= 1900 London University by-election =

UK Parliamentary by-election

The 1900 London University by-election was a parliamentary by-election held for the UK House of Commons constituency of London University on 6–10 February 1900. It was won by the Liberal Unionist Party candidate Sir Michael Foster.

==Vacancy==
The by-election was caused by the elevation to the peerage of the sitting Liberal Unionist Party MP Sir John Lubbock. Lubbock had held the seat since 1880, having previously been one of the MPs for the multi-member seat of Maidstone.

==Result==

Sir Michael Foster won the election with a majority of 15 percent.

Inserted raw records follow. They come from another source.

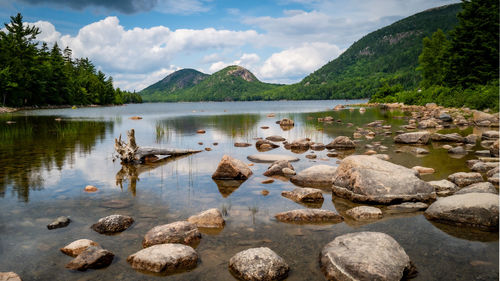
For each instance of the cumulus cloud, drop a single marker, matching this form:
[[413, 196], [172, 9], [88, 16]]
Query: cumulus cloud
[[130, 6]]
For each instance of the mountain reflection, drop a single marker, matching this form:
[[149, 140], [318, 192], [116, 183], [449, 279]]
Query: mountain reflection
[[32, 145]]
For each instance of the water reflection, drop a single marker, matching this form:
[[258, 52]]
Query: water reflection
[[33, 146]]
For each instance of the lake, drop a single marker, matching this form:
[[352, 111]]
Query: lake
[[49, 156]]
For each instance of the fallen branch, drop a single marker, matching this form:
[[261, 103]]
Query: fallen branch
[[131, 153]]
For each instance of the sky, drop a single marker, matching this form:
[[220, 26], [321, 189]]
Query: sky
[[139, 42]]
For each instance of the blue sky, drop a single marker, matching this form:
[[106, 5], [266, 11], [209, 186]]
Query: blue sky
[[139, 42]]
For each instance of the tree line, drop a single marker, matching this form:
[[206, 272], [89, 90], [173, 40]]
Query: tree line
[[32, 74], [458, 68]]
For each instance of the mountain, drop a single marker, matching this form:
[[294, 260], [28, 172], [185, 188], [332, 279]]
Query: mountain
[[231, 83], [389, 54], [176, 81]]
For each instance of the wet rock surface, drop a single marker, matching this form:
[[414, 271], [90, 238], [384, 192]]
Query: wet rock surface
[[112, 224], [471, 209], [365, 178], [365, 256], [258, 264], [181, 232], [166, 258]]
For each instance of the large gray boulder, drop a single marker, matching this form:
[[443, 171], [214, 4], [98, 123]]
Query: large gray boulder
[[112, 224], [230, 168], [315, 176], [472, 209], [164, 258], [365, 256], [363, 178], [413, 138], [258, 264], [181, 232]]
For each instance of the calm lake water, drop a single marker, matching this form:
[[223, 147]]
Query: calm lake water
[[45, 165]]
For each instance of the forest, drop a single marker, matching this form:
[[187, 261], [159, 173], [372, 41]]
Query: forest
[[36, 75]]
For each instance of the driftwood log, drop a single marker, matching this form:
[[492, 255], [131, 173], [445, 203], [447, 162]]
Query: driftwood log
[[132, 154]]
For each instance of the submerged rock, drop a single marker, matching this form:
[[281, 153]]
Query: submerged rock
[[258, 264], [181, 232], [211, 218], [364, 178], [59, 222], [364, 213], [91, 258], [365, 256], [315, 176], [164, 258], [77, 247], [300, 194], [230, 168], [471, 209], [112, 224], [309, 216]]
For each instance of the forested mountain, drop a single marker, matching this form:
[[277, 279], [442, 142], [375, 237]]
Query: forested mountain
[[389, 54], [33, 75], [179, 80], [229, 84]]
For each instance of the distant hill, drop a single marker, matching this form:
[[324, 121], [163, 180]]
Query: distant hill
[[388, 54], [174, 82], [231, 83]]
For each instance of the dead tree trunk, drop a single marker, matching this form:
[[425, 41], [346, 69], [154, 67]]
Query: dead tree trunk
[[131, 153]]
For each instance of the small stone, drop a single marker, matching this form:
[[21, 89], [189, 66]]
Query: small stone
[[59, 222]]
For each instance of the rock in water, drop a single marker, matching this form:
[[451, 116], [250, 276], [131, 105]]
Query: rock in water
[[464, 179], [59, 222], [181, 232], [230, 168], [472, 209], [258, 264], [276, 169], [413, 138], [112, 224], [309, 216], [365, 178], [315, 176], [211, 218], [365, 256], [164, 258], [92, 258], [364, 213], [307, 195], [77, 247]]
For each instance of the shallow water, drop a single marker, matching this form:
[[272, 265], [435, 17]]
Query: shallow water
[[45, 164]]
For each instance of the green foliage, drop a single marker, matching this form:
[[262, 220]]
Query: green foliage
[[31, 75]]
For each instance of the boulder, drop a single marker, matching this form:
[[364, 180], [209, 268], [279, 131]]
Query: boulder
[[365, 256], [364, 178], [309, 216], [211, 218], [230, 168], [166, 258], [480, 187], [258, 264], [444, 187], [91, 258], [364, 213], [315, 176], [270, 158], [471, 209], [112, 224], [307, 195], [59, 222], [341, 143], [463, 179], [181, 232], [413, 138], [77, 247]]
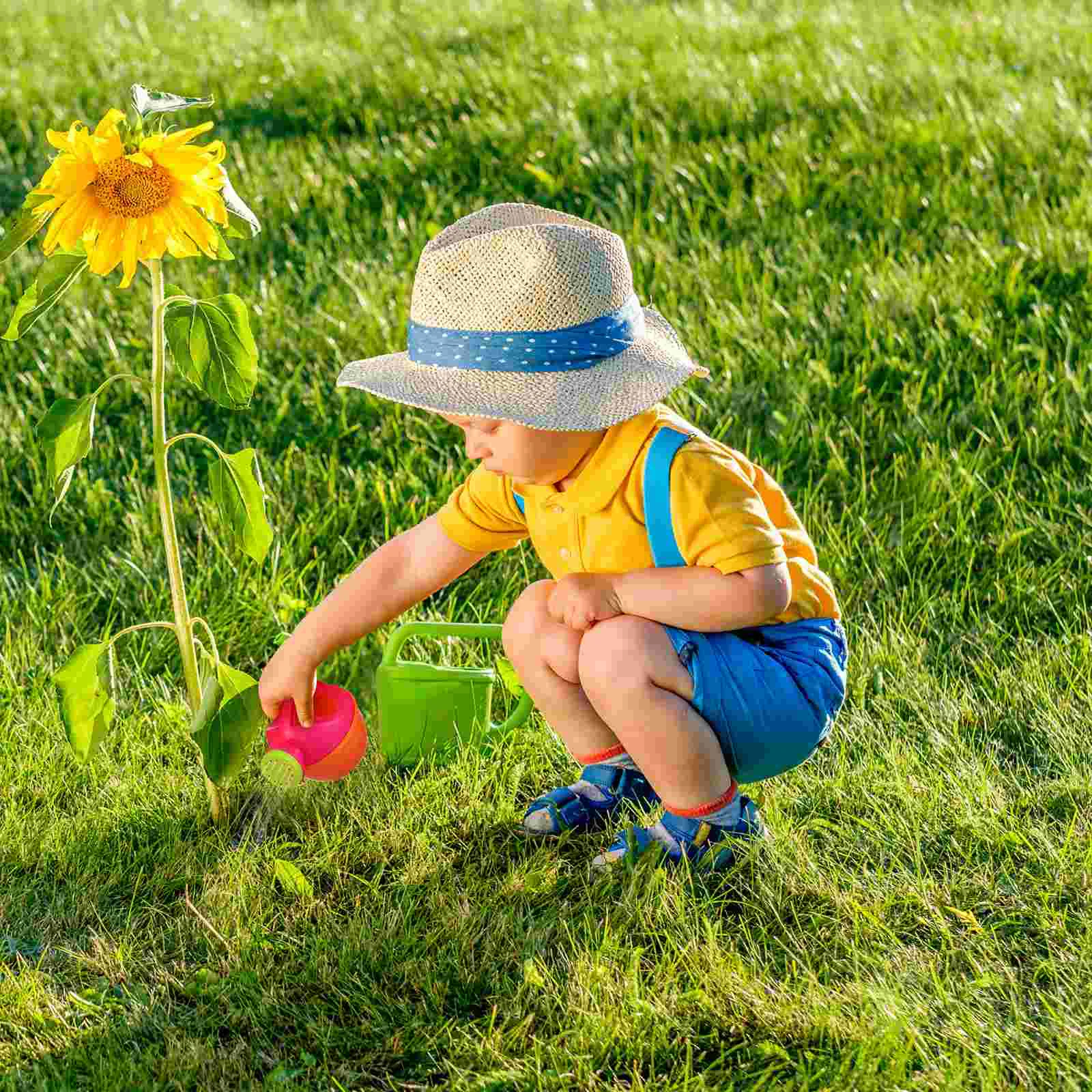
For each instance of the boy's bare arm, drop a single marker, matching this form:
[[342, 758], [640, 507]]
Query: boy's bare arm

By-Election 6–10 February 1900: London University
| Party |  | Candidate | Votes | % | ±% |
|---|---|---|---|---|---|
|  | Liberal Unionist | Sir Michael Foster | 1,271 | 46.73 | N/A |
|  | Liberal | Dr. William Job Collins | 863 | 31.73 | N/A |
|  | Independent Liberal Unionist | Edward Henry Busk | 586 | 21.54 | N/A |
| Majority |  |  | 408 | 15.00 | N/A |
| Turnout |  |  | 2,720 | 61.78 | N/A |
| Registered electors |  |  | 4,403 |  |  |
|  | Liberal Unionist hold |  | Swing | N/A |  |

The election result was formally announced in the theatre of the university on 12 February 1900, following which Foster gave a short speech. He stated that the graduates of the university had for the first time returned a fellow graduate as their member, and told them he would be independent in his opinions even if he supported the present Unionist government.